Europe's food industry gives cautious welcome to GM vote
further reduce the threshold level for the labelling of GM
ingredients in foodstuffs, but remains deeply concerned about the
new labelling requirements also approved yesterday, claims the
CIAA.
Members of the European Parliament yesterday voted to toughen Europe's stance on the labelling of food products containing genetically-modified organisms (GMOs). The food industry gave a guarded welcome to the decision not to reduce the threshold level for GM ingredients, but said it remained "deeply concerned" about the implications of the labelling issues.
The original draft legislation presented to the European Parliament had called for the maximum tolerance threshold for GM ingredients in food to be set at 0.5 per cent for each ingredient, a move which the food industry feared would be highly restrictive.
But MEPs agreed instead to fix the maximum level at a more reasonable 0.9 per cent - the previous acceptable level was set at 1 per cent - and only foods containing more then this amount of GM material will have to be labelled as such.
The CIAA (Confederation of the Food and Drink Industries of the EU), which represents manufacturers across the 15 Member States, said that it was pleased to see that MEPs had decided to maintain what it called "reasonable thresholds" for GMOs in food.
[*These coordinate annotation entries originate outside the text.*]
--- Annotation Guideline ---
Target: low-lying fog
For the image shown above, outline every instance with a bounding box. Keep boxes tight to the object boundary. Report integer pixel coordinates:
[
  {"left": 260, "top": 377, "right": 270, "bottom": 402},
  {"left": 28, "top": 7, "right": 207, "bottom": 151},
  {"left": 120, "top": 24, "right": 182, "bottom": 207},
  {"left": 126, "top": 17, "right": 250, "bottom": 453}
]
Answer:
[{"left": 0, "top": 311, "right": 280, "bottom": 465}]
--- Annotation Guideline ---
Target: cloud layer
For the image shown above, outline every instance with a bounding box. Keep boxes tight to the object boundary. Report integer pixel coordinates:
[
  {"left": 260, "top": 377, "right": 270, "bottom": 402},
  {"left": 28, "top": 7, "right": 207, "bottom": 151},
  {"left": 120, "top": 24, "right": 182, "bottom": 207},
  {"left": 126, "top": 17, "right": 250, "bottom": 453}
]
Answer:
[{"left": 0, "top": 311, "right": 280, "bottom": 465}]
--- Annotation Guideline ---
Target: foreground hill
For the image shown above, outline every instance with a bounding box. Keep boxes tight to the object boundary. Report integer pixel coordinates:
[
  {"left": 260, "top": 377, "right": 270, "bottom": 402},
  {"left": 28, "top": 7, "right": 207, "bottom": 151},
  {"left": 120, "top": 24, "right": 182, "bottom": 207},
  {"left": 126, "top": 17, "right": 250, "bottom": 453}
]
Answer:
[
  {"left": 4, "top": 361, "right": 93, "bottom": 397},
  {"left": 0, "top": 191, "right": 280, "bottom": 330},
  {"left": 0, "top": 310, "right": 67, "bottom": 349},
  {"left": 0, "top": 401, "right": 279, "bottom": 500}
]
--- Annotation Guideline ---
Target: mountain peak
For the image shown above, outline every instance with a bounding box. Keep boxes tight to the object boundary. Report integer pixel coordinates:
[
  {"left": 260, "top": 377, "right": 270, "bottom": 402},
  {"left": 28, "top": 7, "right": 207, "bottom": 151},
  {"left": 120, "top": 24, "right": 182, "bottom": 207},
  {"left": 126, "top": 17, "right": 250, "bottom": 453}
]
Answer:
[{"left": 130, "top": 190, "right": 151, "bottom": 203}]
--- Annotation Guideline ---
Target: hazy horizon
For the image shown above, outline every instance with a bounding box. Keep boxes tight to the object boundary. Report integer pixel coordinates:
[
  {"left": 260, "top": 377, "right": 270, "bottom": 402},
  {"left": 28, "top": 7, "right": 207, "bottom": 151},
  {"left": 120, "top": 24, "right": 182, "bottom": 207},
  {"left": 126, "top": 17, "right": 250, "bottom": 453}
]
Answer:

But the organisation said it still had its reservations about the tough new rules which extend labelling to all foods produced from GMOs irrespective of whether there is DNA or protein of GM origin in the final product. The food industry will have just six months to comply with the new rules once they have been officially published, and the CIAA said it was "deeply concerned by the practical difficulties the implementation of this legislation will create for operators and for enforcement authorities".
In the absence of DNA or GM protein in the final product, the implementation of the new rules will have to be based on paper trails and not on analytical tests, as is the situation today, the CIAA claimed. The organisation fears that this system will lead to unfair competition and fraud while causing major confusion for consumers.
"On the one hand, certain food ingredients containing GM-material below a threshold for adventitious presence will not have to be labelled. On the other hand, GM-derived products which do not contain GM-material will have to be labelled," the CIAA said in a statement, highlighting the central irony of the new legislation.
"The priority will now be to assess practical consequences of today's vote for food business operators and to determine, with national authorities, how they will enforce the new rules."
MEPs also opposed an amendment to the legislation put forward by the Council of Ministers which would have allowed precise descriptions of mixtures of GMOs in a single product to be replaced by a simple 'declaration of use'. MEPs instead said that pre-packaged products produced from GMOs should be described as such, using the words 'This product is produced from GMOs' on the label and also as part of any display or advertising.
But if Europe's food producers are concerned about the implications of the labelling changes, then manufacturers in the US, where GM foods are much more widespread, are positively furious. With some 80 per cent of US soybeans and 40 per cent of US corn coming from GM variants, American food producers are likely to be the hardest hit by the new rules, which have already been branded as unworkable.
American producers are taking legal action against the EU over its GM stance, claiming that they are losing up to $300 million a year in revenues because of the restrictions. The US has always maintained that GM crops are perfectly safe for human consumption, an argument viewed with much more scepticism by European regulators and consumers alike.